View Full Version : [SOLVED] Reading ISO-8859-1 in Java.



achelis
June 19th, 2008, 09:33 AM
Hi.

I need to read an xml-file in Java that's encoded with ISO-8859-1. Parsing the file is not a problem, but special characters are not decoded correctly. I have checked with a hex editor and the input file is correctly encoded.

Here is a peace of the code I use to create my Reader:



FileInputStream fis = new FileInputStream(xmlFile);
InputStreamReader isr = new InputStreamReader(fis,Charset.forName("ISO-8859-1"));
XMLReader xmlReader = XMLReaderFactory.createXMLReader();
xmlReader.setContentHandler(handler);
xmlReader.setErrorHandler(handler);
xmlReader.parse(new InputSource(isr));

xlinuks
June 19th, 2008, 09:36 AM
Hi,
looks like should work,
please post your file to be read and your source code for us to test it.

jespdj
June 19th, 2008, 12:25 PM
The code looks fine. Are you sure the problem is in the decoding? What is your program doing with the decoded data? Maybe the problem is further on in your application.

achelis
June 19th, 2008, 02:34 PM
Your suggestions made me write a much smaller app, with the purpose of testing this also it would be a bit much to post the entire app for you guys to look for bugs.

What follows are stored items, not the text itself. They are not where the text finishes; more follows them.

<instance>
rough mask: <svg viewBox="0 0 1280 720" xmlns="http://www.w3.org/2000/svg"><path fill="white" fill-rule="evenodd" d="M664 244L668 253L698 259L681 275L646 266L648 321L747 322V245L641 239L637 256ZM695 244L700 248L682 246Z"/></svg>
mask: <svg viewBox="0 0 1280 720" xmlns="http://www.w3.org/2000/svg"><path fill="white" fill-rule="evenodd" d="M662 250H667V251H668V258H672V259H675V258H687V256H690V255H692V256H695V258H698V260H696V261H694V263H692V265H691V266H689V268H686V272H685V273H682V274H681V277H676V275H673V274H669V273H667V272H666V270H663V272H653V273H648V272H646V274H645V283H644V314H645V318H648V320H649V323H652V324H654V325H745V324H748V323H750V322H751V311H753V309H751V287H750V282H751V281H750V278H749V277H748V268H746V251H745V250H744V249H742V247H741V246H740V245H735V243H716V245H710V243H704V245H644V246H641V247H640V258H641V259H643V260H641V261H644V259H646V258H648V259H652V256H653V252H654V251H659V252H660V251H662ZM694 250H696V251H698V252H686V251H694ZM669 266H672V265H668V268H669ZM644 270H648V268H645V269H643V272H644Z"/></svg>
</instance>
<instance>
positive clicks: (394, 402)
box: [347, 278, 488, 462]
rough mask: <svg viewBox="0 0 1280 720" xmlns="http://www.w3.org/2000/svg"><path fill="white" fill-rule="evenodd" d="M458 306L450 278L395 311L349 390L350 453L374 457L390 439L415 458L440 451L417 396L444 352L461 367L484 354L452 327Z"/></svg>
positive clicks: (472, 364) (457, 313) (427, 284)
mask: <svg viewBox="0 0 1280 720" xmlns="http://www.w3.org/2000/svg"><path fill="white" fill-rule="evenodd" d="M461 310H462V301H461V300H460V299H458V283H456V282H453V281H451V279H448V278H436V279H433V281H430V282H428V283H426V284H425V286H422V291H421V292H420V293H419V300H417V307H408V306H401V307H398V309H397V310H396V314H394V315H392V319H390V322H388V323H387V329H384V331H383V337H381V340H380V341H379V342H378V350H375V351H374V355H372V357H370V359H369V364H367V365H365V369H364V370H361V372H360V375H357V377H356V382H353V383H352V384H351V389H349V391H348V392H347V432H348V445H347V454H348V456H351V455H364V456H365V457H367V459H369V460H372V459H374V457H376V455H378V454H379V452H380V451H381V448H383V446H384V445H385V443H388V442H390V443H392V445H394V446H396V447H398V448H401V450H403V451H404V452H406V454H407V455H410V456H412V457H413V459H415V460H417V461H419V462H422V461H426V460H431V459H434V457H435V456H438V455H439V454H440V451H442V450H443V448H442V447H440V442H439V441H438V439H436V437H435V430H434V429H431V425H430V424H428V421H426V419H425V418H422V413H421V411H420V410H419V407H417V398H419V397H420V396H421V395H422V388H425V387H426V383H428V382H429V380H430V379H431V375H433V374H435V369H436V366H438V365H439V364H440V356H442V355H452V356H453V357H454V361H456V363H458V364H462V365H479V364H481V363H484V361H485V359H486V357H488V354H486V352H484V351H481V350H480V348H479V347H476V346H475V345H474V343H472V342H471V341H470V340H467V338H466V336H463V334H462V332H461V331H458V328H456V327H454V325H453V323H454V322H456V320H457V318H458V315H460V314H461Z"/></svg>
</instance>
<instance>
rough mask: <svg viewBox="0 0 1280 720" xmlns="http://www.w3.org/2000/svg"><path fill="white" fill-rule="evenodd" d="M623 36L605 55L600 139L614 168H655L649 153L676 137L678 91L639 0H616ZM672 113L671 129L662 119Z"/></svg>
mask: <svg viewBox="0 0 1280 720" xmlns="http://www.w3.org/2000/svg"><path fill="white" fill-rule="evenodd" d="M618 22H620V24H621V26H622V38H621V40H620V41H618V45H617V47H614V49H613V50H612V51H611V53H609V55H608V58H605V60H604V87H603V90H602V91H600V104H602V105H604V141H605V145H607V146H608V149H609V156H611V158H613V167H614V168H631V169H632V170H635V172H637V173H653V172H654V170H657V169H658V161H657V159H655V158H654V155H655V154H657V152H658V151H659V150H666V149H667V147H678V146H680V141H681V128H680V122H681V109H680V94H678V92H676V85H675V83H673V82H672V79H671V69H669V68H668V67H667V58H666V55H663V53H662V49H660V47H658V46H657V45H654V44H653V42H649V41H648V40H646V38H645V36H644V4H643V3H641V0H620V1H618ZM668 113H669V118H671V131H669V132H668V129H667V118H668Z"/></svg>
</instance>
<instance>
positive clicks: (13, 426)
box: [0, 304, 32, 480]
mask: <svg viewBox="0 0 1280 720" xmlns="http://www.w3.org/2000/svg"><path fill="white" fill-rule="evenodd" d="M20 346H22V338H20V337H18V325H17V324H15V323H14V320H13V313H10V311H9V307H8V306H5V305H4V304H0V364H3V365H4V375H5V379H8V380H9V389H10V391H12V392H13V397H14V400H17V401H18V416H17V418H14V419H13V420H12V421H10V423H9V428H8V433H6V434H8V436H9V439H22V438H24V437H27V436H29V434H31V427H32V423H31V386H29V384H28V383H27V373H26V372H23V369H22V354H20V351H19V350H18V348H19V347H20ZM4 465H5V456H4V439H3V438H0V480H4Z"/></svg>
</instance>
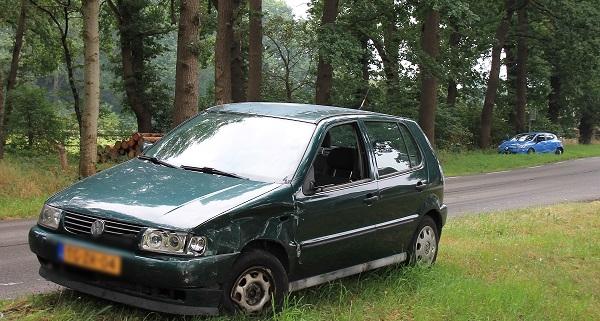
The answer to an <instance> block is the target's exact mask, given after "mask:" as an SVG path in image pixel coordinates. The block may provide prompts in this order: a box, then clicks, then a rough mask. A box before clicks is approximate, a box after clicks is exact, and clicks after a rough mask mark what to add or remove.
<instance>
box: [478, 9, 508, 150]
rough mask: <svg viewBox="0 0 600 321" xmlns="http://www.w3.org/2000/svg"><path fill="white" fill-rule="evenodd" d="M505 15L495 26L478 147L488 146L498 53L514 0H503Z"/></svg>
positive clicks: (494, 86) (488, 143)
mask: <svg viewBox="0 0 600 321" xmlns="http://www.w3.org/2000/svg"><path fill="white" fill-rule="evenodd" d="M505 11H506V13H505V15H504V17H503V18H502V21H500V24H498V27H497V28H496V35H495V43H494V46H493V47H492V63H491V66H490V74H489V79H488V84H487V89H486V92H485V100H484V102H483V110H482V111H481V127H480V131H479V147H481V148H488V147H489V146H490V140H491V133H492V116H493V113H494V104H495V101H496V92H497V90H498V83H499V82H500V78H499V76H500V54H501V53H502V47H504V42H505V41H506V36H507V35H508V29H509V27H510V20H511V19H512V16H513V13H514V0H505Z"/></svg>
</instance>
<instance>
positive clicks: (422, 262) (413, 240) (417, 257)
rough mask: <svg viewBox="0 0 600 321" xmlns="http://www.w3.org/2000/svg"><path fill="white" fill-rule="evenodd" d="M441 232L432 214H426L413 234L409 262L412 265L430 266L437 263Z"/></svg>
mask: <svg viewBox="0 0 600 321" xmlns="http://www.w3.org/2000/svg"><path fill="white" fill-rule="evenodd" d="M438 242H439V232H438V229H437V224H435V222H434V221H433V219H432V218H431V217H430V216H425V217H423V219H422V220H421V224H419V227H418V228H417V230H416V233H415V235H414V236H413V240H412V245H411V250H410V253H409V255H410V257H409V262H410V264H411V265H424V266H429V265H432V264H433V263H435V260H436V258H437V252H438Z"/></svg>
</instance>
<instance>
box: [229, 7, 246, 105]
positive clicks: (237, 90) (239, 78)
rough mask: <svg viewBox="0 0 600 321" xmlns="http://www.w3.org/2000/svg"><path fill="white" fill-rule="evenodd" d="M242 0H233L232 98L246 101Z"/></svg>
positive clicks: (231, 60)
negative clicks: (241, 20) (242, 43)
mask: <svg viewBox="0 0 600 321" xmlns="http://www.w3.org/2000/svg"><path fill="white" fill-rule="evenodd" d="M241 4H242V0H234V1H233V18H232V28H231V35H230V36H231V39H232V41H231V100H232V101H233V102H236V103H237V102H242V101H246V81H245V77H244V59H243V57H242V35H241V33H240V32H241V26H240V21H241V17H240V7H241Z"/></svg>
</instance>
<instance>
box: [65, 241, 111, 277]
mask: <svg viewBox="0 0 600 321" xmlns="http://www.w3.org/2000/svg"><path fill="white" fill-rule="evenodd" d="M61 250H62V253H59V256H61V257H62V260H63V262H65V263H68V264H71V265H75V266H78V267H82V268H86V269H89V270H93V271H98V272H103V273H107V274H111V275H121V257H120V256H117V255H111V254H106V253H102V252H97V251H93V250H88V249H85V248H81V247H78V246H73V245H68V244H64V245H62V249H59V251H61ZM61 254H62V255H61Z"/></svg>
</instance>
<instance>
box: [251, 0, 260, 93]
mask: <svg viewBox="0 0 600 321" xmlns="http://www.w3.org/2000/svg"><path fill="white" fill-rule="evenodd" d="M262 53H263V44H262V0H250V25H249V30H248V92H247V98H248V101H260V100H261V93H260V90H261V85H262Z"/></svg>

public static void main(String[] args) throws IOException
{
File xmlFile = new File("20080618.txt");
FileInputStream fis = new FileInputStream(xmlFile);
InputStreamReader isr = new InputStreamReader(fis, Charset.forName("ISO-8859-1"));
System.out.println(isr.getEncoding());
try
{
while (isr.ready())
{
System.out.print("" + (char) isr.read());
}
} catch (IOException e)
{
throw e;
} finally
{

isr.close();
}
}


The xml-file is attached.

xlinuks
June 19th, 2008, 03:14 PM
Unfortunately I couldn't read the special characters with any editor (to make sure that the characters are not broken). How do you know that the characters have been written correctly to the file, in other words, do you have any text editor that displays the characters correctly?

PS: the ghex2 editor couldn't show the characters either.

achelis
June 19th, 2008, 03:23 PM
Ah :)

You're right. The encoding was wrong. I checked the file first, but then after I checked it I edited it eclipse, which must have changed the encoding when I saved the file.

Thanks for your time. Problem solved :)

xlinuks
June 19th, 2008, 03:40 PM
You're welcome :)